My silence frustrates her. She runs a shaky hand through the dark mane of her hair. Snatches a broken cigarette off the table. She plays with it. Rolling the white nicotine-filled tube up and down her palm. Fascinated.

She glances up at me suddenly, her bloodshot eyes unfocused, unsure.


I shake my head. Answer honestly. “I don’t think I would ever want to feel anything like that, Irina. To be that dependent upon another person—no. No, Irina. I don’t think I could ever be that—“

“Weak?” She sighs. “My sweet Kalinda. So young and so much to learn.”

“Is love what made you steal from Daddy?”

The room is quiet again. Save for Diana. She’s over heartbreak. Has moved on to Stormy Weather. Irina begins to sing along. She’s always had a beautiful voice.  

It takes tears stop her own private concert.

“You don’t have to do this, Kalinda.” Her words are a whisper. So low, I have to strain my ears to make sure I hear her correctly. “I love you just as much as I love your father.”

I ask again, “Is love what made you steal from Daddy?”

No answer.
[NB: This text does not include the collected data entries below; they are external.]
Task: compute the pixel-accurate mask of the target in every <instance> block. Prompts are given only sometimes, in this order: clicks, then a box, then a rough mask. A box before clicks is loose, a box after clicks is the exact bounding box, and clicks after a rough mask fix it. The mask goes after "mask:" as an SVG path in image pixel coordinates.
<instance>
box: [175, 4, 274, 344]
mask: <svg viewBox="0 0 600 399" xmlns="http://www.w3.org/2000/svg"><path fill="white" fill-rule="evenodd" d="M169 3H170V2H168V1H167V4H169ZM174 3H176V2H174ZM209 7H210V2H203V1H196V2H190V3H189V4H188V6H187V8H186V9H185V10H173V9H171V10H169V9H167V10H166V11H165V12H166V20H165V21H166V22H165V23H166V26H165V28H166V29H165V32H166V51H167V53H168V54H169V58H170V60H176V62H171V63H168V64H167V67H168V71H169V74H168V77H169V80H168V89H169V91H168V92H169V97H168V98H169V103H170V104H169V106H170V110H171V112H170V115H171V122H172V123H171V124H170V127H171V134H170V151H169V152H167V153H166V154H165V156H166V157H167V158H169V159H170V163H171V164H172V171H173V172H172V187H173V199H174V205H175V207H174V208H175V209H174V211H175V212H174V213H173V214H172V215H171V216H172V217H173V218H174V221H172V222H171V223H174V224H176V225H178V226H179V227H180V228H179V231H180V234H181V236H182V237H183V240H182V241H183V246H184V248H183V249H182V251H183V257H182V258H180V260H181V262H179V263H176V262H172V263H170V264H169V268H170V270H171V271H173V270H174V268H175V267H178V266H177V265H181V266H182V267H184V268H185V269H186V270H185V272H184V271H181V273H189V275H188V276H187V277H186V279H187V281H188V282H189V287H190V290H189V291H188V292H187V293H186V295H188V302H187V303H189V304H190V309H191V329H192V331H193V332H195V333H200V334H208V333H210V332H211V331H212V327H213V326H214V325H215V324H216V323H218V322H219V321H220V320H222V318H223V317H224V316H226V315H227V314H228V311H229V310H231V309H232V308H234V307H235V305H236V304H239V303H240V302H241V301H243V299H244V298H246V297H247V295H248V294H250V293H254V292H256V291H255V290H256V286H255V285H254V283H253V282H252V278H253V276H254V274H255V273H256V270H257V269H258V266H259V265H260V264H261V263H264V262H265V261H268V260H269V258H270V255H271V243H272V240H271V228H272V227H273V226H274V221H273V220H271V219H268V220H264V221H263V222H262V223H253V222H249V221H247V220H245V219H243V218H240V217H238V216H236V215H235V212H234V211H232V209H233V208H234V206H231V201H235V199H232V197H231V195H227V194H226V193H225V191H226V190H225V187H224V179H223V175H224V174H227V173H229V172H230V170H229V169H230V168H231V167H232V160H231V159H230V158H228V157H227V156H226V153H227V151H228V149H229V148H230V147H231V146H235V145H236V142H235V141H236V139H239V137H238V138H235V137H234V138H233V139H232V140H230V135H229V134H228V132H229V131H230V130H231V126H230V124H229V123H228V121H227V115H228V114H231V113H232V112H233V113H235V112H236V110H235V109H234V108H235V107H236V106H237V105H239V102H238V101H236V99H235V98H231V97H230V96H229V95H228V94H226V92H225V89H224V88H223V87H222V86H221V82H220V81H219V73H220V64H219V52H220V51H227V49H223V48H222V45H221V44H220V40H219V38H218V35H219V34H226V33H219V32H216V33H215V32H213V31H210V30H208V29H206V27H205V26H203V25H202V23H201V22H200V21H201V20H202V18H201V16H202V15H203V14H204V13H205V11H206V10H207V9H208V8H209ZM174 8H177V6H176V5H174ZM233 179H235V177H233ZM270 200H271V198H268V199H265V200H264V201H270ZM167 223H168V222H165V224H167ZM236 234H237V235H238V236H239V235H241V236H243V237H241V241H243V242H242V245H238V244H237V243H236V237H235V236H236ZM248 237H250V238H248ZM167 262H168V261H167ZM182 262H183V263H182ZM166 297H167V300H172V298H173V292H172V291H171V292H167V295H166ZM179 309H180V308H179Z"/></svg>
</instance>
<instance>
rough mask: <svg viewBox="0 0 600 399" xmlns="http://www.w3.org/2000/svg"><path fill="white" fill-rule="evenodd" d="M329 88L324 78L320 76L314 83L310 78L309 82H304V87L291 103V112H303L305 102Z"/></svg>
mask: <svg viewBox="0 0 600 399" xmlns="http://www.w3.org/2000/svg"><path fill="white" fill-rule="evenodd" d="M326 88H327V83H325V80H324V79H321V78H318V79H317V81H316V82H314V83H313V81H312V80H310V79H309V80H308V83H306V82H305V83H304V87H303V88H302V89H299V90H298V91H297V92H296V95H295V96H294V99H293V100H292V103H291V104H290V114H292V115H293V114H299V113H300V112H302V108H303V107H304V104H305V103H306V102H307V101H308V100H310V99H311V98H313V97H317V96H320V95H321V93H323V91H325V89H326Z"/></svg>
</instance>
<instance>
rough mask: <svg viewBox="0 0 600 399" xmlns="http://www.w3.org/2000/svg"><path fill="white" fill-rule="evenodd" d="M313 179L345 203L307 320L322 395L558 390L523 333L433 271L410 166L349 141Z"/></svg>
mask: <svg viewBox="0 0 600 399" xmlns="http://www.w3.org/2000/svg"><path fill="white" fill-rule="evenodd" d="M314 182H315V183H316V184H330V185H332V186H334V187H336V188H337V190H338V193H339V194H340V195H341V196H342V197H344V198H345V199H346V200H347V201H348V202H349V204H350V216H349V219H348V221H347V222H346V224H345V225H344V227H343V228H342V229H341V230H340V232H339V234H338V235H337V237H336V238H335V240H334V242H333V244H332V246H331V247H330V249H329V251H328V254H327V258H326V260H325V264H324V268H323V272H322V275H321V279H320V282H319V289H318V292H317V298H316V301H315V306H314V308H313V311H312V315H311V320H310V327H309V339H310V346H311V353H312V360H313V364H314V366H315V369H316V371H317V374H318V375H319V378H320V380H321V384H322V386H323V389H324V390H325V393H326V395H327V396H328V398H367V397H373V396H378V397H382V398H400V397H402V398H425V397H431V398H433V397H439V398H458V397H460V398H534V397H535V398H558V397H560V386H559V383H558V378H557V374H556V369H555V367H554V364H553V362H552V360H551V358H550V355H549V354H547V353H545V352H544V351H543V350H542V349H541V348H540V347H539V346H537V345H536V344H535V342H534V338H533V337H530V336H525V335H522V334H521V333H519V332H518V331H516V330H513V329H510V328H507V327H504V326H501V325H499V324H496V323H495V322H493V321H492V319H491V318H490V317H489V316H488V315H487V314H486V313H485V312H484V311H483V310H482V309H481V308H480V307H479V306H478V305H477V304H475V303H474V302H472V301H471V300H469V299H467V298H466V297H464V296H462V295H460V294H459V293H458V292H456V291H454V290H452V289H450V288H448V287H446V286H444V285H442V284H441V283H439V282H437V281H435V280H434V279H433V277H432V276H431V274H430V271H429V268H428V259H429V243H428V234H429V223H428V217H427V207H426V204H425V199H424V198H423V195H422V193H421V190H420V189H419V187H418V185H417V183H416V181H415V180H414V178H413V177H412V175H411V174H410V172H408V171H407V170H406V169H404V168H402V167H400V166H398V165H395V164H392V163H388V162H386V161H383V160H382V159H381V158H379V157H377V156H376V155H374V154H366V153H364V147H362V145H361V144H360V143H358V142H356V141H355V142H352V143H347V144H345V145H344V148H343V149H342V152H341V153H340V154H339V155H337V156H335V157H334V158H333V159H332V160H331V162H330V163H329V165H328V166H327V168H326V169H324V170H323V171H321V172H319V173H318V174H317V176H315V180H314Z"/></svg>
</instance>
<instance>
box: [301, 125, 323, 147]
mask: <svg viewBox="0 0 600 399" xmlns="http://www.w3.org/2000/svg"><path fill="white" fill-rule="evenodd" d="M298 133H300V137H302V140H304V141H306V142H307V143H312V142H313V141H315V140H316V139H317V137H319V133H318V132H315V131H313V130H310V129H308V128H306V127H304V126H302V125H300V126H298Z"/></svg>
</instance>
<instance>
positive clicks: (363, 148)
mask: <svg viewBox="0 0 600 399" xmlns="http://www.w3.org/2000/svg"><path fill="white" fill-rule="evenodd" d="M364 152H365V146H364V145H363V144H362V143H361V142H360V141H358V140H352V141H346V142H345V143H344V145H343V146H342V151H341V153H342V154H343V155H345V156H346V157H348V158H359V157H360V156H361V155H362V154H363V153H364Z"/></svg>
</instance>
With a sigh, I push away from the mantle. Sit Indian-style on the floor in front of the coffee table. I quickly go to work crushing the heroin into a spoon.

“That sonofabitch must be so proud of what you’ve become,” she snarled. “Daddy’s Little Fixer.”
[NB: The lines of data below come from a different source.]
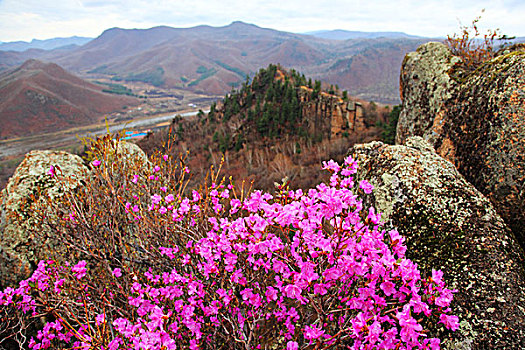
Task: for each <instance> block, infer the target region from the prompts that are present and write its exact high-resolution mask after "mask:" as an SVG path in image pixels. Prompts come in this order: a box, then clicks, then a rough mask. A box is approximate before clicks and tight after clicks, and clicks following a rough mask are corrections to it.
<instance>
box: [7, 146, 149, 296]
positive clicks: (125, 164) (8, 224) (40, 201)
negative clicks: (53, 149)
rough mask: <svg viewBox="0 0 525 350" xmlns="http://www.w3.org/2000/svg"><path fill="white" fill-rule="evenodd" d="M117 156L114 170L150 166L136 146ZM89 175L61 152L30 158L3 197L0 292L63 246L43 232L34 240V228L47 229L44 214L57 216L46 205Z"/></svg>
mask: <svg viewBox="0 0 525 350" xmlns="http://www.w3.org/2000/svg"><path fill="white" fill-rule="evenodd" d="M115 152H116V153H117V154H119V161H118V162H114V163H112V164H113V165H114V166H118V167H120V168H122V169H127V168H129V169H132V168H134V169H136V168H146V167H149V161H148V160H147V157H146V155H145V153H144V152H143V151H142V150H141V149H140V148H139V147H138V146H136V145H135V144H131V143H127V142H120V143H118V147H117V148H115ZM51 168H52V169H53V170H52V171H50V169H51ZM130 171H131V170H130ZM90 176H91V170H90V168H89V167H88V166H86V165H85V162H84V160H82V159H81V158H80V157H79V156H77V155H72V154H69V153H66V152H62V151H32V152H30V153H28V154H27V155H26V157H25V159H24V160H23V161H22V163H21V164H20V165H19V166H18V168H17V169H16V171H15V173H14V174H13V176H12V177H11V178H10V180H9V182H8V184H7V186H6V188H5V189H4V190H2V191H1V193H0V289H1V288H2V287H5V286H10V285H14V284H16V282H17V281H19V280H21V279H23V278H27V277H29V275H30V273H31V272H32V270H33V269H34V268H35V267H36V265H37V263H38V261H39V260H41V259H46V258H47V255H48V253H47V252H48V251H49V249H63V248H65V247H64V245H65V243H64V241H63V240H62V238H61V237H56V235H55V234H53V232H51V231H50V232H39V233H38V237H35V234H34V232H33V230H31V228H32V227H33V228H34V227H35V225H38V227H47V228H49V227H48V226H47V225H42V224H39V221H40V220H46V221H49V220H47V219H46V218H45V217H43V215H54V213H52V212H49V210H47V211H46V207H50V205H49V204H50V202H57V201H60V200H61V198H64V197H65V196H66V195H67V194H71V193H72V192H73V191H77V190H78V189H79V188H80V187H82V186H85V185H86V182H87V181H89V179H90ZM44 237H45V238H44Z"/></svg>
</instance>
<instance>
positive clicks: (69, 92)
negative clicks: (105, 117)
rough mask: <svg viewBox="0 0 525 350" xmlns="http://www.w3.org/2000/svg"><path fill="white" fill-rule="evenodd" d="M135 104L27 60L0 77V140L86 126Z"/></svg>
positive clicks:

I continue to ignore her. My hands are busy. I mix the brown rock with a few drops of water. Use my own lighter to melt the dope into liquid form. Add a piece of cotton before I pluck the most usable syringe off the table.

“Kalinda, I love him. And I’m so sorry. I just…I’m sick. I need, um… I need help. Why won’t…why won’t you help me, Kalinda?” Her words are dreamlike. Her eyes are mesmerized by the fix I’m preparing for her. Even though she knows what is coming, she’s still transfixed. “I love…I love him.”

Fucking junkie.

“I know, Irina. I know you do,” I say. “But you know what you love more?” Her eyes never leave the syringe. I fill it slowly. I fill it completely. All the way to the top.

Diana starts singing about someone getting under her skin. Irina licks her lips and flicks at a rubber band wrapped around her wrist. She doubles it up. Tightens it. Pushes it up past her elbow. She doesn’t ask. Just holds out her arm like a kid on Halloween waiting for a trick o’ treat.

Before I slide the needle into her vein, I’m compelled to ask, “Was it worth it?”

She doesn’t answer. Just wiggles her arm impatiently. 

It’s a silent command that I don’t ignore.